Joyce começou como DJ e MC no icônico Flex Club, em Viena, e recentemente se tornou a primeira mulher a integrar o projeto Synth Live na Alemanha. Nesses 20 anos, ela viu seu nome estampado em gravadoras como Exploited, Kompakt, Get Physical, Permanent Vacation, International DJ Gigolo e Pets Recordings, colecionando diversas colaborações com artistas nacionais e internacionais e cativando uma legião de fãs espalhados pelo globo — até porque ela já tocou em todos os continentes, com exceção da Antártida.
A verdade é que Joyce Muniz pode olhar para trás com orgulho do caminho que trilhou, mas temos certeza que ela ainda continuará andando em frente apoiada por seus três pilares principais: resiliência, talento e transformação.
Resiliência
Resiliência porque se disséssemos que foi fácil para Joyce Muniz chegar onde ela está hoje seria uma grande inverdade. Desde o início de sua carreira, ela enfrentou desafios pessoais e profissionais consideráveis, incluindo um diagnóstico de câncer aos 30 anos, por volta de 2013. Esse momento crítico a levou a uma jornada espiritual de volta às suas raízes no Brasil, onde se reconectou com medicinas naturais e o xamanismo, um “renascimento” que transformou sua atitude em relação à criatividade e à vida. Além disso, sua capacidade de se adaptar a diferentes cenários musicais e de continuar produzindo música de alta qualidade, apesar das mudanças no mercado e de seus próprios gostos, é impressionante. Afinal, ela já se aventurou por diferentes estilos, do Drum n’ Bass ao House, do Electro ao Techno, do Deep ao Indie Dance, do Acid ao Downtempo, tudo isso enquanto se manteve uma figura de destaque em um ambiente predominantemente masculino.
Talento
Talento porque se disséssemos que ela contou com a sorte ou que cortou caminhos, também não seria verdade. Sua dedicação é evidente tanto na diversidade de estilos que ela abraçou, demonstrando sua habilidade em ir além do óbvio, como também nas parcerias realizadas ao longo dos anos, incluindo collabs e remixes para e com artistas como DJ Hell, Bushwacka!, Gorge, Claptone, Wehbba, Renato Cohen e tantos outros. Mas para mostrar que seu talento não se resume apenas ao trabalho de estúdio e ao DJing, ela resolveu levar sua música para a estrada, apresentando-se ao vivo com diferentes orquestras pela Alemanha como parte do projeto Synth Live, sendo a primeira mulher a se juntar a eles.
Transformação
Transformação porque ela nunca se acomodou na zona de conforto. Iniciou como DJ e MC, ganhou fama como vocalista, alcançou o prestígio internacional como produtora musical, surpreendeu com suas performances de live act e seguiu impressionando com sua destreza nas mixagens pelos quatro cantos do mundo. No meio desse turbilhão de atividades, ainda encontrou tempo para completar um bacharelado em apresentação de rádio, o que lhe permitiu criar e manter seu próprio programa na estação de rádio nacional FM4, na Áustria, além de ser curadora de outro programa na Rinse FM, no Reino Unido.

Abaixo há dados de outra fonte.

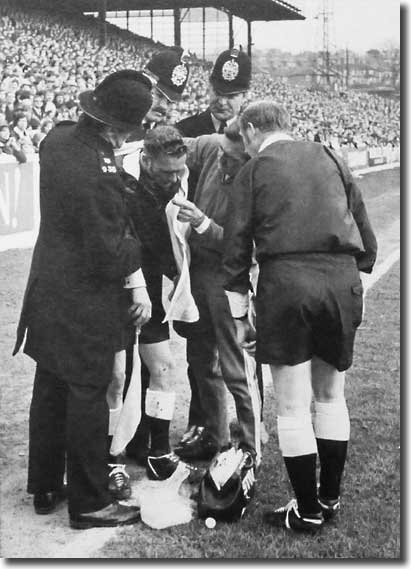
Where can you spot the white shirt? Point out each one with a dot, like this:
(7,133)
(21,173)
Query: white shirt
(276,136)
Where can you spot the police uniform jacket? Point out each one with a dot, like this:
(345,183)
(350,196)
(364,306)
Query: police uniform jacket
(292,200)
(198,124)
(75,304)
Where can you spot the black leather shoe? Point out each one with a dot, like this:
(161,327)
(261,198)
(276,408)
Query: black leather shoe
(47,502)
(139,455)
(199,448)
(113,515)
(192,433)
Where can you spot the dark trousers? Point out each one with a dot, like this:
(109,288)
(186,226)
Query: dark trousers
(69,422)
(215,331)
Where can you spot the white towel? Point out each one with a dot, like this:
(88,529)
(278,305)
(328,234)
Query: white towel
(182,305)
(131,412)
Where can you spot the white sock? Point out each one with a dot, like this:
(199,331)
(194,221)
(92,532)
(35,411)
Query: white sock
(331,420)
(113,419)
(296,435)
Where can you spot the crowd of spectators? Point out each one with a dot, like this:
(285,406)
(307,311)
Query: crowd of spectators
(46,60)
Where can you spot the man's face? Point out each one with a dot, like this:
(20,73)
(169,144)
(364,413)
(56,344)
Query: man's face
(159,108)
(225,107)
(167,171)
(4,134)
(38,102)
(231,157)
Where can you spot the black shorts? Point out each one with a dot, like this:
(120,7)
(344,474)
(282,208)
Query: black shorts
(308,306)
(155,330)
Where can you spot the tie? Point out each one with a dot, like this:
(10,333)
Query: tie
(223,124)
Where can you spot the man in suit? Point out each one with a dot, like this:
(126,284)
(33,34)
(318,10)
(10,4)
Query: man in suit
(229,82)
(217,159)
(75,301)
(301,207)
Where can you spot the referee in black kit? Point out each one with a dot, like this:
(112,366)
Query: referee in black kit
(300,205)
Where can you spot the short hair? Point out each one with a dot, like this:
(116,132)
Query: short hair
(232,131)
(267,116)
(164,140)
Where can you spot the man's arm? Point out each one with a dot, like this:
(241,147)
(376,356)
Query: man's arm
(366,260)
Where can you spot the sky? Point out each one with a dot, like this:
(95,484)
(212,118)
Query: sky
(358,25)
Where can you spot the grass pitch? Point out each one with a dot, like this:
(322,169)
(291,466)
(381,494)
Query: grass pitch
(369,523)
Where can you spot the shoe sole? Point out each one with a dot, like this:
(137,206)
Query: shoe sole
(45,511)
(280,524)
(190,456)
(78,524)
(121,495)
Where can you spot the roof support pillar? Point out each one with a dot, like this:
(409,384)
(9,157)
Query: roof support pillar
(230,31)
(204,30)
(250,38)
(102,23)
(177,26)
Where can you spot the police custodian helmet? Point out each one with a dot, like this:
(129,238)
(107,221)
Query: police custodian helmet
(231,73)
(121,100)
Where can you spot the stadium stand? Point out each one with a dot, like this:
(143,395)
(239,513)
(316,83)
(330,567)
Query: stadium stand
(47,59)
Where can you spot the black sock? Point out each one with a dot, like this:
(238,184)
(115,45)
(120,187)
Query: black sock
(302,473)
(159,430)
(332,456)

Como em palavras é difícil resumir e transcrever tudo o que ela já fez como artista, nada melhor do que finalizar esse artigo com uma seleção musical feita por ela mesma, que escolheu a dedo algumas faixas que foram fundamentais na sua evolução ao longo dessas duas décadas de carreira. Confira:
Blaze – Lovelee Dae (Joyce Muniz Remix) [Defected, 2011]

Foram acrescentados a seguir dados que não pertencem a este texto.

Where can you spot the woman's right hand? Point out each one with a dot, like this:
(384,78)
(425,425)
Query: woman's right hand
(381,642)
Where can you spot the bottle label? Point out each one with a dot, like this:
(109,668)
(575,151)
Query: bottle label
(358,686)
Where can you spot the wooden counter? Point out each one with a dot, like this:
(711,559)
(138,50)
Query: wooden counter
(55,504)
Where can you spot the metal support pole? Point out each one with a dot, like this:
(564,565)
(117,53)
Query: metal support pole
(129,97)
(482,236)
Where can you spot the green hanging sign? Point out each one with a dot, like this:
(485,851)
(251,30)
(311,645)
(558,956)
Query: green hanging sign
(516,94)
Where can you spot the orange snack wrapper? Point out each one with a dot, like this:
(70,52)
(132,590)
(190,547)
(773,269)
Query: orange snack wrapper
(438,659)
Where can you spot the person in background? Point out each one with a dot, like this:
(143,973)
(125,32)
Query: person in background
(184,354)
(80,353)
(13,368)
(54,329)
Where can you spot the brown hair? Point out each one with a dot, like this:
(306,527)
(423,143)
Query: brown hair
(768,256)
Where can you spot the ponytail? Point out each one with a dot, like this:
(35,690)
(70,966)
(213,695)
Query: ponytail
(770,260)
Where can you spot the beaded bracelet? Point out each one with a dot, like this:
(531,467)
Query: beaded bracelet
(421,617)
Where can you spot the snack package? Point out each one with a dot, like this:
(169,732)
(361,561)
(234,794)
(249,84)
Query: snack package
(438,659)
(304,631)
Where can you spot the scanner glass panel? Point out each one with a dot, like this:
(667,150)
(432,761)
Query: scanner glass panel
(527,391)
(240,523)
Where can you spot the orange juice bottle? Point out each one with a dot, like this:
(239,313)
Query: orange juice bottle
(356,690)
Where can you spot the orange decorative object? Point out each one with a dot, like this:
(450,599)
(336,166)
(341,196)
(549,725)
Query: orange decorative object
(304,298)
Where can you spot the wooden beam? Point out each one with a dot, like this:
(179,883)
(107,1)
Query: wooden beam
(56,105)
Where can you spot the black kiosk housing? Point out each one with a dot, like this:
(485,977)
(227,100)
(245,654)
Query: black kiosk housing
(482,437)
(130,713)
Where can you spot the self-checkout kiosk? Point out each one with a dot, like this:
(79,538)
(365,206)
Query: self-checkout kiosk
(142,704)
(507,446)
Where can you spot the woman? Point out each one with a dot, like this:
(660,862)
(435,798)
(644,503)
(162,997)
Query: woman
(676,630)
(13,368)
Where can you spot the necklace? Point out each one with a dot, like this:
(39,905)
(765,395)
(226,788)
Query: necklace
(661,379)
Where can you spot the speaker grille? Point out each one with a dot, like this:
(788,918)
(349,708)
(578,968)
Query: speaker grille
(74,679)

Este foi meu primeiro remix oficial como produtora, lançado pela Defected. A música original é um hit de Deep House dos anos 90. Para mim, foi um momento muito especial poder remixar essa canção lendária como uma jovem produtora na época.

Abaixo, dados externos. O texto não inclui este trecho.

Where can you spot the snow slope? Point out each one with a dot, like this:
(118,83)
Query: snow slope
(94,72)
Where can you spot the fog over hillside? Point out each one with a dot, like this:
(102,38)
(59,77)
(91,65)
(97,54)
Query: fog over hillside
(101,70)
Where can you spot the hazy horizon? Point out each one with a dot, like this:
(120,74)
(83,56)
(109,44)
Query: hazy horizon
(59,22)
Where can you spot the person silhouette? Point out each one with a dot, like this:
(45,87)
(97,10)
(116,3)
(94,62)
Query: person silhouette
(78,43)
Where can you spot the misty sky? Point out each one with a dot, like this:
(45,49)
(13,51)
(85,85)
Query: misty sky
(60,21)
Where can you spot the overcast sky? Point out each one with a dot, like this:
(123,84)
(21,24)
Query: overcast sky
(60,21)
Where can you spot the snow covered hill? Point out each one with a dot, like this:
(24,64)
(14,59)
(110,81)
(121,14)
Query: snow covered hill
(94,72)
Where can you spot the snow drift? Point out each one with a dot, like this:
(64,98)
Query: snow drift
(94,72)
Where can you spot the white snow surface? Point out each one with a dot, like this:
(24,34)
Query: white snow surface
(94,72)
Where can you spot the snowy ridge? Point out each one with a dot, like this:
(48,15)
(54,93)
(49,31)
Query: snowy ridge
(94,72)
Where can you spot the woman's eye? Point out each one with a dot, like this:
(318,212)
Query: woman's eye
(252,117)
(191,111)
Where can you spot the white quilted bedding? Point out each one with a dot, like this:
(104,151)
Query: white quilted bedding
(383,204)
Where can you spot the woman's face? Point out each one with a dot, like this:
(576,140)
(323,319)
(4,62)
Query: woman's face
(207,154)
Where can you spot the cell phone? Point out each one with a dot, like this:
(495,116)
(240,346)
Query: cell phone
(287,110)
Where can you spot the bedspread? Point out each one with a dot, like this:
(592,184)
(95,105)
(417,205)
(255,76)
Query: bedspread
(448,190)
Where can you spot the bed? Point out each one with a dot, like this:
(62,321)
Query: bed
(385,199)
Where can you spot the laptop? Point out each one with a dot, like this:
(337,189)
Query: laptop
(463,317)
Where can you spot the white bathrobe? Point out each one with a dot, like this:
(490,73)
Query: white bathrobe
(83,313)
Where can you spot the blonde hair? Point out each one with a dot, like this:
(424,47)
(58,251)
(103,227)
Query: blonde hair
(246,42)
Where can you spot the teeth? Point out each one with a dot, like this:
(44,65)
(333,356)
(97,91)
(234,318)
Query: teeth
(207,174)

Joyce Muniz – Back In The Days feat. Bam (Jungle Brothers) [Exploited, 2014]
Back In The Days foi uma das faixas mais importantes da minha carreira. Desde que tive a permissão do próprio Kraftwerk para usar um de seus samples, isso realmente me fortaleceu como produtora. Além disso, a combinação com um dos meus rappers favoritos dos anos 90, MC Bam, dos Jungle Brothers, tornou essa faixa tão especial que ainda não acredito que a produzi.
Joyce Muniz – Glass Mistress [Pets Recordings, 2020]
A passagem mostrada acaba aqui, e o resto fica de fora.